A CV and a resume are two different formats of resumes. A CV stands for curriculum vitae. It is a Latin term that can be translated into, “the course of my life.” It is a comprehensive documentation of someone’s career. A CV can have an unlimited number of pages, the space used is to track your career. The longest CV I have seen was 18 pages.
Resume translated means “summary,” and is a shortened, tailored version of your CV. A resume is approximately one or two pages but does not have more pages than two.

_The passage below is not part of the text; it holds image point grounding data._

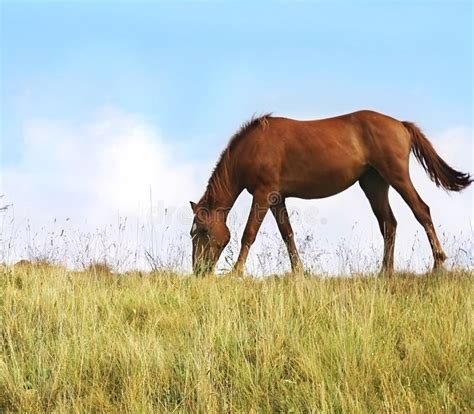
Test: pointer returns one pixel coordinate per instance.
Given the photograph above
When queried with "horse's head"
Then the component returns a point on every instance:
(209, 235)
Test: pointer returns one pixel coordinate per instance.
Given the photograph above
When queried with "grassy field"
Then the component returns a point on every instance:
(92, 342)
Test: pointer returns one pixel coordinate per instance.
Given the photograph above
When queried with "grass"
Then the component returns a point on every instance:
(95, 342)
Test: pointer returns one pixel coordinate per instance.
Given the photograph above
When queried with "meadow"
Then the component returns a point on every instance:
(92, 341)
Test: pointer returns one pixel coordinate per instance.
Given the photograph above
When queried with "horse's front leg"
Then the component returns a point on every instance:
(260, 206)
(283, 221)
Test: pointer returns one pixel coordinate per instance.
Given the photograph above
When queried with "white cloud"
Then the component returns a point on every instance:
(101, 171)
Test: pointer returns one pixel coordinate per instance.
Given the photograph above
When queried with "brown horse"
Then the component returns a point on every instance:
(275, 158)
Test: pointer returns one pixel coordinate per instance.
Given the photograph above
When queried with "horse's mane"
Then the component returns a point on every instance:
(218, 182)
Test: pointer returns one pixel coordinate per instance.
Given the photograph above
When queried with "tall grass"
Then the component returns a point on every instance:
(96, 342)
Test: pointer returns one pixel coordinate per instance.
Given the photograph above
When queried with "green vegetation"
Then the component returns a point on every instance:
(96, 342)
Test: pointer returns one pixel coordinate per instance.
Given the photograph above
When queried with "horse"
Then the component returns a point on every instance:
(274, 158)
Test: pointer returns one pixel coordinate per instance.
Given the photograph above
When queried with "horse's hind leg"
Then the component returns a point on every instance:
(376, 190)
(399, 179)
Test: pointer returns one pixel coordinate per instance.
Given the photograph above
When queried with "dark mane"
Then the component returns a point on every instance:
(220, 175)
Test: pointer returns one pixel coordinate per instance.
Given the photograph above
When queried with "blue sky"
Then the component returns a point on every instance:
(191, 72)
(199, 69)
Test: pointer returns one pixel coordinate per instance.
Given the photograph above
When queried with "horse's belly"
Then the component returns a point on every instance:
(310, 184)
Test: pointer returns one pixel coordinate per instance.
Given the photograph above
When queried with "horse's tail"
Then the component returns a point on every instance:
(437, 169)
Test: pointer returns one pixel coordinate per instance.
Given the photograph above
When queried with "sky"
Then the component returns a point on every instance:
(114, 113)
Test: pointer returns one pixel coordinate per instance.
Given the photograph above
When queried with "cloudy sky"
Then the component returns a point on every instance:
(114, 113)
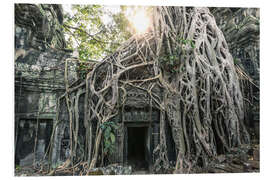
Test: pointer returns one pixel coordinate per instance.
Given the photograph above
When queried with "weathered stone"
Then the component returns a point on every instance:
(39, 76)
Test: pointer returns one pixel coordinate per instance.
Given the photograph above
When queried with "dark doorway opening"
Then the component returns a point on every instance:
(137, 155)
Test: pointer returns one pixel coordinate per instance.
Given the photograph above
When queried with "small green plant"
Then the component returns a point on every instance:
(108, 129)
(18, 167)
(236, 61)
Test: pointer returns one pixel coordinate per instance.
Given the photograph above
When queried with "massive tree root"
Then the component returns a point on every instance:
(186, 56)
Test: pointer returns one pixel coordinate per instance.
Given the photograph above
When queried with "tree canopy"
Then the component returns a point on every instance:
(88, 33)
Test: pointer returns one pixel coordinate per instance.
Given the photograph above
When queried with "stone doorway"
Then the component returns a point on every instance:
(138, 147)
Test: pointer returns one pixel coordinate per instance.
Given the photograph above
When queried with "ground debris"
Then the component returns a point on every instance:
(238, 160)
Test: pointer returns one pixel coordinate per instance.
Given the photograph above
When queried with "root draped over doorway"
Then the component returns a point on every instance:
(186, 56)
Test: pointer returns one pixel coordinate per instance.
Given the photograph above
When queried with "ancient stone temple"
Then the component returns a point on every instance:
(124, 111)
(241, 28)
(39, 68)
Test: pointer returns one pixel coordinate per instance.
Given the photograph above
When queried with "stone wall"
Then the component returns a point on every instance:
(39, 56)
(241, 28)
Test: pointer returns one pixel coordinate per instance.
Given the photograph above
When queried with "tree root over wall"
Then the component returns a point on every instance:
(185, 54)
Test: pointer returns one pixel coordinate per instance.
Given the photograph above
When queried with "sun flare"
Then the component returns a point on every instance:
(139, 20)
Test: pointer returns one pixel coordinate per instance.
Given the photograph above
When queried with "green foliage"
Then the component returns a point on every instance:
(236, 61)
(18, 167)
(108, 129)
(94, 39)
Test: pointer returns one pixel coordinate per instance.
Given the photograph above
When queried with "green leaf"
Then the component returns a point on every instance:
(112, 138)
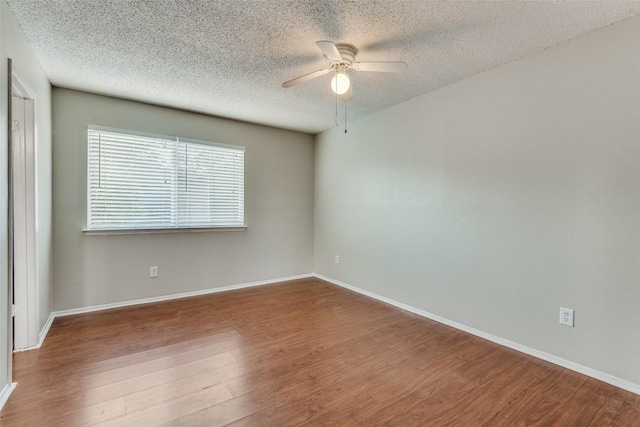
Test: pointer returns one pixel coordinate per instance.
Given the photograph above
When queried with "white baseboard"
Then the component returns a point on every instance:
(41, 336)
(80, 310)
(6, 392)
(602, 376)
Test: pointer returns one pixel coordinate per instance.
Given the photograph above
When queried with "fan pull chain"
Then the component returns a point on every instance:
(345, 116)
(336, 105)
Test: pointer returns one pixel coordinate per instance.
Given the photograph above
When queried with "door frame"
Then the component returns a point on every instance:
(23, 226)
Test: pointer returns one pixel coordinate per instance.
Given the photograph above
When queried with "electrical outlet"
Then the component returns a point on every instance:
(566, 316)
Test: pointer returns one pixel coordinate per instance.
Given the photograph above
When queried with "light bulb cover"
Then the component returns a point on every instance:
(340, 83)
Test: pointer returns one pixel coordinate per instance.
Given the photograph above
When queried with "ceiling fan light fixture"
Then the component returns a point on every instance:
(340, 83)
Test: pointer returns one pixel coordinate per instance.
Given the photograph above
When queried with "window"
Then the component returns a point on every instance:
(148, 182)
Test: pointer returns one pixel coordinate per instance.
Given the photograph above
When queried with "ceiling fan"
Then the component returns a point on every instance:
(342, 58)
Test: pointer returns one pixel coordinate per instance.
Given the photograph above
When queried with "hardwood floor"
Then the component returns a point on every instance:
(297, 353)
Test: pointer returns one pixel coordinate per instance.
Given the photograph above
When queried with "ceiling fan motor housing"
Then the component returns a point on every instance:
(348, 53)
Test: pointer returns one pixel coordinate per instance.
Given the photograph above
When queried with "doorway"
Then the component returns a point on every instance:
(23, 210)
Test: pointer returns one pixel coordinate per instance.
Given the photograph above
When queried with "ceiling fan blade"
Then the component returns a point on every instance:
(385, 67)
(306, 77)
(330, 50)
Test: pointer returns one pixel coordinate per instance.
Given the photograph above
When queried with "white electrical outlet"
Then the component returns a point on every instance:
(566, 316)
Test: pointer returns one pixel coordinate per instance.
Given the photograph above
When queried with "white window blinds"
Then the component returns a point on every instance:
(142, 182)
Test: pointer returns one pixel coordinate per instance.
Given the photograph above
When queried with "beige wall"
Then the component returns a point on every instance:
(92, 270)
(497, 200)
(14, 45)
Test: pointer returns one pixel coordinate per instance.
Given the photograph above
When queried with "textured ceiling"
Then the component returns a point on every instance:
(229, 57)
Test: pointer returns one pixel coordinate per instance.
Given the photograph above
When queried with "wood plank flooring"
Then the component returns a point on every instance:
(297, 353)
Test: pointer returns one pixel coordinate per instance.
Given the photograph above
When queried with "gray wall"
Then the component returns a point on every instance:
(91, 270)
(496, 200)
(14, 45)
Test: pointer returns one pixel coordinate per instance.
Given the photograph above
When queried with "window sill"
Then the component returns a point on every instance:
(161, 230)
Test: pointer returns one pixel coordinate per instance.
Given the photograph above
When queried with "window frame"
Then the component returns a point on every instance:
(162, 229)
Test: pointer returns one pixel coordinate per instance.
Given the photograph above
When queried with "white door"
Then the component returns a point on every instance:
(23, 172)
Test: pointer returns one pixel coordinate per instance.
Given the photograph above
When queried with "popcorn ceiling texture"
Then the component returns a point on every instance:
(229, 57)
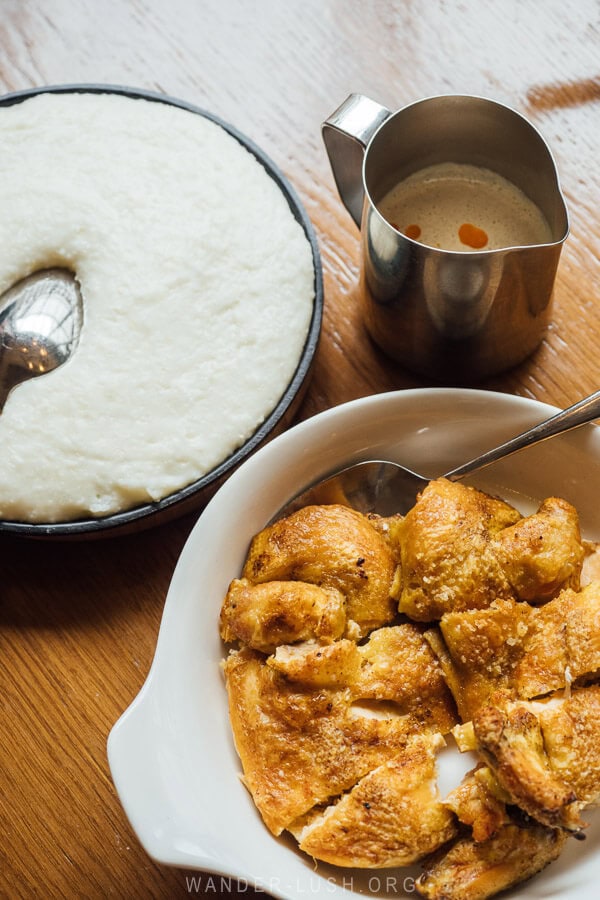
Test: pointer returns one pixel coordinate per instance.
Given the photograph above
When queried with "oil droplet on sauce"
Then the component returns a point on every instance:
(413, 231)
(472, 236)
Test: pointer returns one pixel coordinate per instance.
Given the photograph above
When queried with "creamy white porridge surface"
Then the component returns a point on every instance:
(198, 292)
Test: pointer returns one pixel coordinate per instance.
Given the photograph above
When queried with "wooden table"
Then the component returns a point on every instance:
(79, 621)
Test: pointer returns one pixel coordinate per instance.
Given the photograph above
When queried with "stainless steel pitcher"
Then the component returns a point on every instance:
(451, 316)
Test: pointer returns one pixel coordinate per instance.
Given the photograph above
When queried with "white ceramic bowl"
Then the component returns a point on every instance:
(171, 753)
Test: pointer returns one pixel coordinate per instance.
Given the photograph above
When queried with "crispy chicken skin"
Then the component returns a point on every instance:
(476, 803)
(333, 547)
(393, 817)
(263, 616)
(399, 666)
(338, 702)
(542, 553)
(512, 742)
(318, 665)
(462, 549)
(475, 871)
(480, 651)
(448, 561)
(298, 747)
(571, 730)
(546, 754)
(531, 651)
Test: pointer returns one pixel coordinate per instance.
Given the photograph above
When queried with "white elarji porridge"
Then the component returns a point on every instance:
(198, 292)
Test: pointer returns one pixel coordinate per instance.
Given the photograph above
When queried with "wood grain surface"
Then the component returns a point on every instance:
(78, 622)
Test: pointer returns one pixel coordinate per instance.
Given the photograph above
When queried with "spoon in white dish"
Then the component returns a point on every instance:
(387, 488)
(40, 322)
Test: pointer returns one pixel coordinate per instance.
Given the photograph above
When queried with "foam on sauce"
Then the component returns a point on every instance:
(198, 289)
(453, 206)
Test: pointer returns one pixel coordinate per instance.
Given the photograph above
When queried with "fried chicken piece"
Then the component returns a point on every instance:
(476, 803)
(399, 666)
(542, 553)
(334, 547)
(448, 558)
(319, 665)
(263, 616)
(590, 570)
(571, 730)
(393, 817)
(531, 651)
(475, 871)
(298, 747)
(510, 739)
(480, 651)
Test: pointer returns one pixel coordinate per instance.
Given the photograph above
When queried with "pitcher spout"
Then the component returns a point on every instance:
(346, 134)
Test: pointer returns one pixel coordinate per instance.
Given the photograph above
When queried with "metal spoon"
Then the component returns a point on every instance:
(40, 322)
(388, 488)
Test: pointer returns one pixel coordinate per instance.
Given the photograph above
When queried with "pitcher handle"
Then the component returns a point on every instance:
(346, 134)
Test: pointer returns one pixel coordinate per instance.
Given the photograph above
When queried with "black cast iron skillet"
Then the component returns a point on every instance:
(197, 494)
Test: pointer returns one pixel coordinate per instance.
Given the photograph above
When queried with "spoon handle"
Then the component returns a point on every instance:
(584, 411)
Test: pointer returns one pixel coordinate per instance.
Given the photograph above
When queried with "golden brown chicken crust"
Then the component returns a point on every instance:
(333, 547)
(314, 665)
(475, 805)
(399, 666)
(542, 553)
(511, 740)
(481, 651)
(264, 616)
(531, 651)
(475, 871)
(448, 560)
(462, 549)
(393, 817)
(337, 735)
(299, 748)
(571, 730)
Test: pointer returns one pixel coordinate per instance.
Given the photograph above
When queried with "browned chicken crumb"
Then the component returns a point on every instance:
(363, 640)
(475, 871)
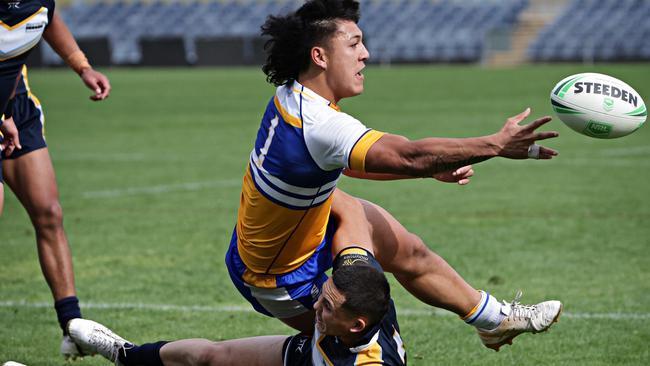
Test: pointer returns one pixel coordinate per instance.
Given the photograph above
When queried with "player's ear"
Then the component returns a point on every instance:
(359, 325)
(319, 57)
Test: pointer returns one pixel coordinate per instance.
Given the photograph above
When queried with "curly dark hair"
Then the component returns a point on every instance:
(293, 36)
(366, 291)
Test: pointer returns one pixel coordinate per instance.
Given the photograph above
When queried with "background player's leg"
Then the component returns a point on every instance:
(422, 272)
(266, 350)
(31, 178)
(2, 197)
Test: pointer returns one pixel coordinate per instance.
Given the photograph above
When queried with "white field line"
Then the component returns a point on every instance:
(245, 308)
(165, 188)
(626, 151)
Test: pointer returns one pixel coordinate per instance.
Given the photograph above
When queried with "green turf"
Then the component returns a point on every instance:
(574, 228)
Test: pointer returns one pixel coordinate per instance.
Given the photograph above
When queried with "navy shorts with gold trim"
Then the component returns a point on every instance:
(29, 119)
(295, 292)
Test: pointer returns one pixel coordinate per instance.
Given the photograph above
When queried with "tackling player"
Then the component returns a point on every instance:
(356, 324)
(289, 207)
(28, 170)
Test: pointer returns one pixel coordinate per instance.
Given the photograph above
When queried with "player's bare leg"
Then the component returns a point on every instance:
(2, 198)
(430, 278)
(421, 271)
(31, 177)
(265, 350)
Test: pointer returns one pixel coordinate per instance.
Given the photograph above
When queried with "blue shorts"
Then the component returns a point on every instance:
(30, 121)
(296, 292)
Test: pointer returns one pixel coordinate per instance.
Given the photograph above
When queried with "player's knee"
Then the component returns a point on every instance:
(48, 216)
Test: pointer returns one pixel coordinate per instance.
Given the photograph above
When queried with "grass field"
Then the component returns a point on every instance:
(149, 181)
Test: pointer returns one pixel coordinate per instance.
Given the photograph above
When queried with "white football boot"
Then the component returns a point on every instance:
(69, 350)
(520, 319)
(94, 338)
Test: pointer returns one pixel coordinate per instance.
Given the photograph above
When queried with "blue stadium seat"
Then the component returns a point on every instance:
(596, 30)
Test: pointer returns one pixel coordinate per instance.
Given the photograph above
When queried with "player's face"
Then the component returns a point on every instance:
(347, 56)
(331, 318)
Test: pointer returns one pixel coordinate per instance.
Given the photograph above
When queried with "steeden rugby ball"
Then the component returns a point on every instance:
(598, 105)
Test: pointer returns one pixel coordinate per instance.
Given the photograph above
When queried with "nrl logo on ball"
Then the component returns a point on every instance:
(608, 104)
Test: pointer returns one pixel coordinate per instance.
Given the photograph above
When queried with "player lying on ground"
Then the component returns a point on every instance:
(355, 322)
(28, 171)
(286, 231)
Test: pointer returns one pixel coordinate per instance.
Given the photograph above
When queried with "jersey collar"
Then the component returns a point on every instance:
(312, 95)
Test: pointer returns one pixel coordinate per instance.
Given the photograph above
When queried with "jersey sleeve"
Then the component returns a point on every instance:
(50, 5)
(339, 141)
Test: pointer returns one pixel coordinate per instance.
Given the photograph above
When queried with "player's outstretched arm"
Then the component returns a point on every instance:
(460, 175)
(59, 37)
(394, 154)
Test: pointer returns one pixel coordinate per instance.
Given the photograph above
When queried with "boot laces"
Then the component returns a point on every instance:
(521, 311)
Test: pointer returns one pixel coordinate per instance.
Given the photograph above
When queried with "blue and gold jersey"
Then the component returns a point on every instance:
(22, 24)
(302, 145)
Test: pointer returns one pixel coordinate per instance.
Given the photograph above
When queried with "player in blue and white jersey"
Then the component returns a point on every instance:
(28, 169)
(286, 229)
(356, 324)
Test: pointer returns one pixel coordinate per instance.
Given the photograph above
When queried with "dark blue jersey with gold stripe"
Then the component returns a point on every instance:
(382, 345)
(22, 24)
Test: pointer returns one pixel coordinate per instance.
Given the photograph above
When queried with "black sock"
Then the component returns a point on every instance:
(147, 354)
(66, 310)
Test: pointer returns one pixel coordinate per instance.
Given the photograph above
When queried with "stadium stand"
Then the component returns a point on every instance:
(596, 30)
(397, 30)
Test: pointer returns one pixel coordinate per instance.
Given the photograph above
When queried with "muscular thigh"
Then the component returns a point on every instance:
(31, 178)
(363, 223)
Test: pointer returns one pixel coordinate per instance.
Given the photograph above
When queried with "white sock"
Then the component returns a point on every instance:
(487, 314)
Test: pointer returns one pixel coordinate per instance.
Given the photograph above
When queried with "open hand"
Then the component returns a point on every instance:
(515, 139)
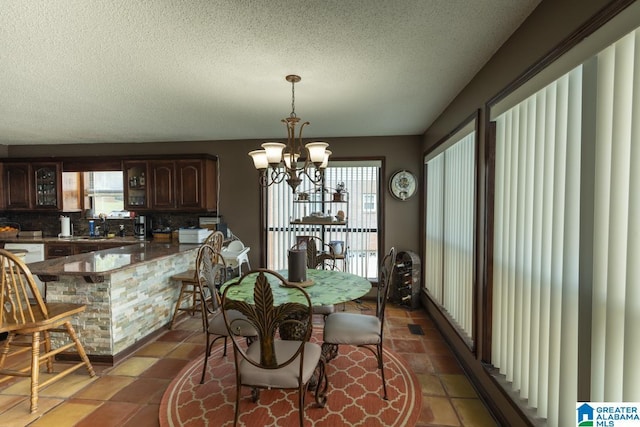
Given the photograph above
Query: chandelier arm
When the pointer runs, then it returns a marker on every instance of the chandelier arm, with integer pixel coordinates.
(307, 156)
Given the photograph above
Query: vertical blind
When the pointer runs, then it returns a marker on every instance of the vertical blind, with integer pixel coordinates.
(535, 282)
(615, 372)
(449, 251)
(360, 235)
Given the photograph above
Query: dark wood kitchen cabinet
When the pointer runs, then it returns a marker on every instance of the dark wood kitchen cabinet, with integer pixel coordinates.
(183, 184)
(136, 195)
(163, 190)
(33, 185)
(196, 182)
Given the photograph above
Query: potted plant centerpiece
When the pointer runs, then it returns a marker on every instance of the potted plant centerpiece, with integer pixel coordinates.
(340, 193)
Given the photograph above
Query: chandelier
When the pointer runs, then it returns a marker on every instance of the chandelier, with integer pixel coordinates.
(309, 160)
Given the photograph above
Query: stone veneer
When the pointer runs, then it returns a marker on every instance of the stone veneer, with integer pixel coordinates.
(127, 306)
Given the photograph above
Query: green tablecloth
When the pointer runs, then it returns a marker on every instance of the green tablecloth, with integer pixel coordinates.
(329, 287)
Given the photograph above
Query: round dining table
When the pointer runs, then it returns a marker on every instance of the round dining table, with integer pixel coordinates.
(326, 287)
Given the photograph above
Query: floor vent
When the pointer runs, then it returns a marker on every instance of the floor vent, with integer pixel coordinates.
(415, 329)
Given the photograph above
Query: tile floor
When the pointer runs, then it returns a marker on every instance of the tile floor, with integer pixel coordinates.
(129, 393)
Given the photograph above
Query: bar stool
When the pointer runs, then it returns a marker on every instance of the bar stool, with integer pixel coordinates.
(190, 286)
(189, 293)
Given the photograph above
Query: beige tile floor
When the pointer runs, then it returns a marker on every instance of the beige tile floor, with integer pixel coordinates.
(129, 394)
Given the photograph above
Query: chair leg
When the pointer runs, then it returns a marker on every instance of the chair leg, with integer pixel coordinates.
(301, 392)
(35, 369)
(5, 349)
(47, 350)
(381, 367)
(80, 349)
(207, 353)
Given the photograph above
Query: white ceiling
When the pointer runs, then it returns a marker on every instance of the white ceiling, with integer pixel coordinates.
(88, 71)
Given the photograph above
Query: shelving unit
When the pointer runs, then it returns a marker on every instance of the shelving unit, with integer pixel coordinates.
(406, 281)
(317, 211)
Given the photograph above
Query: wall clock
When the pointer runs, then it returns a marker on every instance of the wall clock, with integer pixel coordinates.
(402, 184)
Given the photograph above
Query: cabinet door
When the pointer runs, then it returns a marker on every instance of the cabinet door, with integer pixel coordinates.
(135, 177)
(163, 194)
(189, 184)
(47, 185)
(17, 186)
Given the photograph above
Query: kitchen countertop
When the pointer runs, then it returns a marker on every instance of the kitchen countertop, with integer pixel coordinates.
(108, 261)
(74, 239)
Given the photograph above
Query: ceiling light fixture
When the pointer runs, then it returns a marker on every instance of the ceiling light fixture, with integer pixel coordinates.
(309, 160)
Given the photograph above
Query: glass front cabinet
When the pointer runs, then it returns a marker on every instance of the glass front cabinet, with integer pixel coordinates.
(48, 183)
(33, 185)
(136, 177)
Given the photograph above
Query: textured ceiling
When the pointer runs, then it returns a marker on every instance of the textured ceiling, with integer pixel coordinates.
(166, 70)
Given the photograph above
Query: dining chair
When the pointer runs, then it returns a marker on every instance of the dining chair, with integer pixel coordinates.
(25, 316)
(363, 330)
(211, 273)
(319, 256)
(272, 362)
(189, 288)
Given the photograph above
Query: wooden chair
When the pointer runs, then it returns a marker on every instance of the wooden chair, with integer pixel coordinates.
(271, 362)
(363, 330)
(319, 256)
(211, 272)
(189, 288)
(20, 315)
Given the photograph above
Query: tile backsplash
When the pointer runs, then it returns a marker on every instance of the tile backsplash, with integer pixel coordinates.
(49, 223)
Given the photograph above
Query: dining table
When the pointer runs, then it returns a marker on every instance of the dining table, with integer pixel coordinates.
(325, 287)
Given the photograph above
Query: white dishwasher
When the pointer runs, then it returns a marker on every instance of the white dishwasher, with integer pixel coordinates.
(35, 253)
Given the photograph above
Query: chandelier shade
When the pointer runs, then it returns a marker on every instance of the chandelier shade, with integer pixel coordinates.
(294, 160)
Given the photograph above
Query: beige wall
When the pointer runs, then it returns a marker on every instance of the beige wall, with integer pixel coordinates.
(239, 190)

Which do I use? If you are applying for a grant, the application will tell you the length restrictions of the resume. For many applications and opportunities, you will be using your resume. When a page requirement is not listed, go ahead and use your CV. A CV will give a comprehensive look at your career and can provide a better snapshot of your creative capabilities. A CV is also a good document to have on your online portfolio or website.
Revisions and Updates: Update your resume or CV every month. Every time you have an opportunity, a show, or another type of update, quickly refresh your resume so you do not need to overhaul it. Spend 5 minutes adding a few details and save yourself a whole weekend reworking your CV or resume. Below is a snapshot of my computer files. I change the name of the CV document to the date when I make the revisions. I save all my old CVs and resumes in a folder that is also out of the way while keeping my active document in an easily accessible location.
When you are applying for a specific opportunity, save the title of the opportunity in the name of the document. Like a job resume, you will often have to make specific alterations to the content and format to showcase your career in a specific way that is asked of you in the opportunity. This allows me to save past CVs so if I ever need to go back and reference what I had or need to resubmit or reprint a version, I have the original document. This tactic will also keep you organized.